Dermatologie numérique : le CHU de Nice lance le Tiers-Lieu d'Expérimentation SKIN
Présentée comme la seule plateforme française 100 % dédiée à l'innovation numérique en santé de la peau, cette initiative portée dans le cadre de France 2030 vise à structurer une filière régionale et nationale, première brique d'un futur institut européen de référence.
Le CHU de Nice a officiellement lancé le 28 mai dernier, à l'hôpital Pasteur 2, le Tiers-Lieu d'Expérimentation SKIN, dit TLE SKIN. Déjà opérationnel depuis janvier selon des sources sectorielles, ce dispositif collaboratif se positionne comme la seule plateforme en France entièrement dédiée à l'innovation numérique en santé de la peau. Son ambition est triple : clinique, technologique et industrielle. Il s'agit de faire travailler ensemble médecins, patients, chercheurs, startups et entreprises autour d'un constat alarmant : les cancers cutanés ont triplé en trente ans, tandis que l'accès aux dermatologues se raréfie sur l'ensemble du territoire.

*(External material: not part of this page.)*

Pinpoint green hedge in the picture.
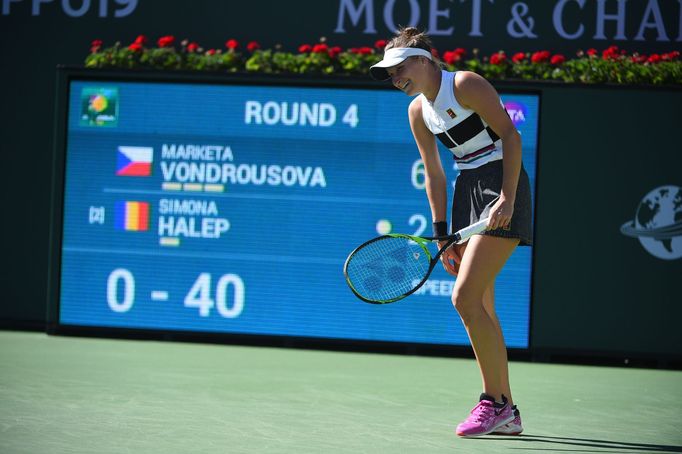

Concrètement, le TLE SKIN accompagne les porteurs de projets de l'idée jusqu'au marché : validation clinique et technologique, stratégie réglementaire, marquage CE, certification dispositif médical et accès aux 3 000 établissements référencés au catalogue RESAH. Le programme couvre l'ensemble du spectre dermatologique, des pathologies chroniques aux soins cosmétiques, avec une logique de co-construction intégrant patients et praticiens dès la phase de conception. Porté par le Professeur Thierry Passeron, chef du service dermatologie du CHU de Nice, le projet rassemble un consortium solide : URPS Médecine libérale PACA, Association des Dermatologues Libéraux, Fédération Française de la Peau, Inria Sophia-Antipolis, Eurobiomed et Issého, notamment. (Photo DR).
La feuille de route est précise et volontariste : six expérimentations sur trois ans, trente projets détectés ou accompagnés par an, deux à trois ateliers d'open innovation annuels, quatre événements par an, et plus de 50 % des projets impliquant des associations de patients ou des représentants d'usagers. Le rayonnement visé est d'abord régional (PACA et Corse ) avant une diffusion nationale des solutions développées. Un appel à manifestation d'intérêt est d'ores et déjà ouvert pour de nouveaux projets dans le cadre de la vague France 2030 2026. La présentation inaugurale a réuni plusieurs acteurs emblématiques de l'écosystème, dont Bernard Fertil (Anapix Medical) sur la téléexpertise, Thierry Desjardins (SurTouch) sur l'IA appliquée au diagnostic dermato-oncologique, et Kévin Cortacero (Mantalys) sur la pathologie digitale.
Mais l'ambition va bien au-delà du seul tiers-lieu. Le TLE SKIN est présenté comme la première brique d'un projet de plus grande envergure : le SKIN Institute, dont l'ouverture est prévue en 2027 et qui est appelé à devenir le plus grand centre européen de recherche translationnelle sur la peau. Ce futur institut s'intégrera lui-même dans SKIN Excellence, premier cluster mondial dédié à l'innovation en santé de la peau, piloté par Eurobiomed et fédérant déjà plus de 80 acteurs industriels, académiques et institutionnels des régions PACA et Occitanie. Avec 20 millions de Français souffrant d'au moins une des 6 500 maladies de peau recensées, l'enjeu de santé publique est considérable.
Nice affirme ainsi une ambition de positionnement stratégique à l'échelle européenne, en faisant converger sur son territoire santé, intelligence artificielle, recherche clinique et industrialisation. Le TLE SKIN apparaît moins comme un simple incubateur de projets que comme un outil de structuration de filière, un levier pour faire émerger, sur la Côte d'Azur, un pôle d'excellence mondial en dermatologie numérique.